SC: It is no secret that small-scale miners have been producing significant amounts of gold in the past recent years, and by adequately supporting this sector, the gold output is bound to increase. However, this does not mean that the government must turn its back on the large-scale miners. If some of the concerns such as competitive gold-selling pricing, sales retention percentages, readily available cash, and equipment support are addressed, then gold production will be on the increase this year. Basic equipment such as pumps in the rainy season may go a long way in ramping up production in the wet season when most sites are unable to operate due to flooded shafts.

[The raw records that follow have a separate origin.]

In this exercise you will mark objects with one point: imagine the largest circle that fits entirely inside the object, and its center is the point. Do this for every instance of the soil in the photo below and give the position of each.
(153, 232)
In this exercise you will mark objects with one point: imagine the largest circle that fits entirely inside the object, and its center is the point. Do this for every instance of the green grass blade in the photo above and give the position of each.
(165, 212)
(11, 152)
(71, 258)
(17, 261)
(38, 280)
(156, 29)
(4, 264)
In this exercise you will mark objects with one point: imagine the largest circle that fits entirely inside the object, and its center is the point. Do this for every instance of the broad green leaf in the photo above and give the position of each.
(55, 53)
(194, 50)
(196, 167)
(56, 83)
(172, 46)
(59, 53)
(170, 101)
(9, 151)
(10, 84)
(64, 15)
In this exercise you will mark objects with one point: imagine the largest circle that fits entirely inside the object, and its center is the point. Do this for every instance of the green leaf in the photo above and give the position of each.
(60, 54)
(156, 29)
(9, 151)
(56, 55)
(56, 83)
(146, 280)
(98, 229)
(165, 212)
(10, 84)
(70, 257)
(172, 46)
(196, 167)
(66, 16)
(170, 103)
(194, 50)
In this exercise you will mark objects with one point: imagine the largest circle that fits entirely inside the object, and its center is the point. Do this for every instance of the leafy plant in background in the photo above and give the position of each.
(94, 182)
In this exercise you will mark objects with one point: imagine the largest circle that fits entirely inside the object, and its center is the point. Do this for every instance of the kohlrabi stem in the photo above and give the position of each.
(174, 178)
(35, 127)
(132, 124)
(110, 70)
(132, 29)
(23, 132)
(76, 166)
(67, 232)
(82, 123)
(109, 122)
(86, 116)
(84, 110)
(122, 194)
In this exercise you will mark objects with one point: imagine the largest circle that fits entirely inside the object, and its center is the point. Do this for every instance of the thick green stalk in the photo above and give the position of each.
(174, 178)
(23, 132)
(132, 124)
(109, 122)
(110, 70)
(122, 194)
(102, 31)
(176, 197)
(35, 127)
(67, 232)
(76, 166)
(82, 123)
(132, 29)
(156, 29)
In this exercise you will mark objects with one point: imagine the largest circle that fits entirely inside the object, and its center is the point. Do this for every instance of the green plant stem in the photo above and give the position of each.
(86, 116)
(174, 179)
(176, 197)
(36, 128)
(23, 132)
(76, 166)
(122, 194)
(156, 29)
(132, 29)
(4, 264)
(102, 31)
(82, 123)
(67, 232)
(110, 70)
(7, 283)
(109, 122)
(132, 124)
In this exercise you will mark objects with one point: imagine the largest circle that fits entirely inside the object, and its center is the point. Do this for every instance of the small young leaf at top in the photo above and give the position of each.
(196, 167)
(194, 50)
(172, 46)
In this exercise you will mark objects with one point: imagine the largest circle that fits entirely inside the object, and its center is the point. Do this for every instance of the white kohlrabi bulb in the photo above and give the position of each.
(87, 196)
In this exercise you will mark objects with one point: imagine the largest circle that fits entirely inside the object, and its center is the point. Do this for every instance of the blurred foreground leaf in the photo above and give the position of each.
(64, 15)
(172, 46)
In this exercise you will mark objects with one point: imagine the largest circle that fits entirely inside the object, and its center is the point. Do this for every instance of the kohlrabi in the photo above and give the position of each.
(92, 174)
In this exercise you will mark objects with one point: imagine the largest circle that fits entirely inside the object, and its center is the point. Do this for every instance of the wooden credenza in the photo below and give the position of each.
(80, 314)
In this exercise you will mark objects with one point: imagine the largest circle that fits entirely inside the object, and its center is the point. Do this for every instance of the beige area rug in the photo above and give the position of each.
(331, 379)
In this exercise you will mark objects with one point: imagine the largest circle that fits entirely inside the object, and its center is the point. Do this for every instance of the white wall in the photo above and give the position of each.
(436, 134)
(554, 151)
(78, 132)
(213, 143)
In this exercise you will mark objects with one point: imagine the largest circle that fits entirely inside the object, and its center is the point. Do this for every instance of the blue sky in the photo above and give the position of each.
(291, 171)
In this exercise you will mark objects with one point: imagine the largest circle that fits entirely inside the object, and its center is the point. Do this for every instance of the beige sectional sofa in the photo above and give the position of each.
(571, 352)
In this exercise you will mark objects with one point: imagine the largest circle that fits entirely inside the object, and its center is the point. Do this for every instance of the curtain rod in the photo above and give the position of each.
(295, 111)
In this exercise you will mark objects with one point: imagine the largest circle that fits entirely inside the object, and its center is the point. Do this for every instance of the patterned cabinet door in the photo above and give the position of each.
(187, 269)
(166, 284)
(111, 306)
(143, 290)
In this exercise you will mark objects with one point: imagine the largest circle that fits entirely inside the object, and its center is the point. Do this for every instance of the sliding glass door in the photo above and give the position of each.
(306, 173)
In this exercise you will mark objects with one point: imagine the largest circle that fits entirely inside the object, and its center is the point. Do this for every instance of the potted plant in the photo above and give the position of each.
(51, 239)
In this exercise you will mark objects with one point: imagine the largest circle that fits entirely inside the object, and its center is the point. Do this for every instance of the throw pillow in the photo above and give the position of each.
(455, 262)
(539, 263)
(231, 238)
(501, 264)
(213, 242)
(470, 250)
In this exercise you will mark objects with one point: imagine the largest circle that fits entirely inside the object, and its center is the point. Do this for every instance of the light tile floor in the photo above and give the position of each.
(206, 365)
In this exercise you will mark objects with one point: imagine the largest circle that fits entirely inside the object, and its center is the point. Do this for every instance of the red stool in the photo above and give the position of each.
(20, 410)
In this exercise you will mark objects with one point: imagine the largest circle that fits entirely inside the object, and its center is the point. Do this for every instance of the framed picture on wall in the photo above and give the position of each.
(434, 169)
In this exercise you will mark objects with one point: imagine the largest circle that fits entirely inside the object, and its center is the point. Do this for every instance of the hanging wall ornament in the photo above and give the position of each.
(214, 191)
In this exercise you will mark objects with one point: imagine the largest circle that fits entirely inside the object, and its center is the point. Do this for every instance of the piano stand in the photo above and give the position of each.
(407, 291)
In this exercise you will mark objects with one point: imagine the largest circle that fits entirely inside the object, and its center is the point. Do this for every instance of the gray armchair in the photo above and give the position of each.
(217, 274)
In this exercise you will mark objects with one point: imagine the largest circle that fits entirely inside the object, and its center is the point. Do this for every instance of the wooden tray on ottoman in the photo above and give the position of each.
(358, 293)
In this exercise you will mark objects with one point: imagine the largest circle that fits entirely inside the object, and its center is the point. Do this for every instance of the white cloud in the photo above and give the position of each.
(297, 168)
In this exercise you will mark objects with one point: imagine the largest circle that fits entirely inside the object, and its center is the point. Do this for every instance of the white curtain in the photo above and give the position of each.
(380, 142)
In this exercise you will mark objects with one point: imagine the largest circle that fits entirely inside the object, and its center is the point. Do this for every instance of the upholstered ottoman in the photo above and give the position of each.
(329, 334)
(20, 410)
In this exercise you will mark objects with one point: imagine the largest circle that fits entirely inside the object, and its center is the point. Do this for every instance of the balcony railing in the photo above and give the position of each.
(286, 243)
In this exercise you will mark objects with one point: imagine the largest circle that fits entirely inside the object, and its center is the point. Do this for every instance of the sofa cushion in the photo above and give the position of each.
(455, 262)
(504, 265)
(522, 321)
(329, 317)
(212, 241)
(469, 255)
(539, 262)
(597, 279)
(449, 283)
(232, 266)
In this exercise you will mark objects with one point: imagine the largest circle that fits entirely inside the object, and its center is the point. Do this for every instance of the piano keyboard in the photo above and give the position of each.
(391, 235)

FG: Government recently granted a gold mining concession in the Fort Rixon area to Bravura Zimbabwe, in a move aimed at unlocking value in the sector as part of initiatives toward a US$12 billion mining industry. Do you think Zimbabwe will achieve a US$12 billion mining industry by 2023?
SC: Currently, the mining sector contributes about 12% of the country’s GDP and with a lot of untapped resources, there is greater potential for the sector to grow. The expansion of some existing mines such as Murowa and Blanket mines, as well as the resuscitation of previously closed mines such as Eureka will definitely add to the growth of the mining sector. The key to achieving this target is unlocking the mineral value that the country is sitting on. It is known that the country has huge reserves of minerals such as platinum, chrome, lithium, and diamonds. The exploitation of mineral reserves by opening mining spaces (for example granting concessions) will go a long in achieving this target. The country should also position itself to benefit immensely from the expected rise in demand for lithium as the world shifts to electronic vehicles powered by lithium-based rechargeable batteries. Explorations activities of other minerals such as rare earths and also oil and gas should continue and give the country more impetus for achieving the target. Exploration has largely been lagging in Zimbabwe hence most projects do not have delineated mineral resources that can be used to support investment and financial borrowing towards developing the projects into viable mining operations. The government’s position of granting EPOs is expected to fast-track exploration activities, however by their nature results take a long time to be released. More ways of supporting local miners are therefore required by granting a limited number of claims within the EPOs. The government is also strongly advocating for value addition and beneficiation of locally produced minerals. Going up the mining value chain is undoubtedly one of the ways to achieve the target. However, it is important to note that while the country works to achieve this target, it must be done in a sustainable manner that ultimately benefits the whole country.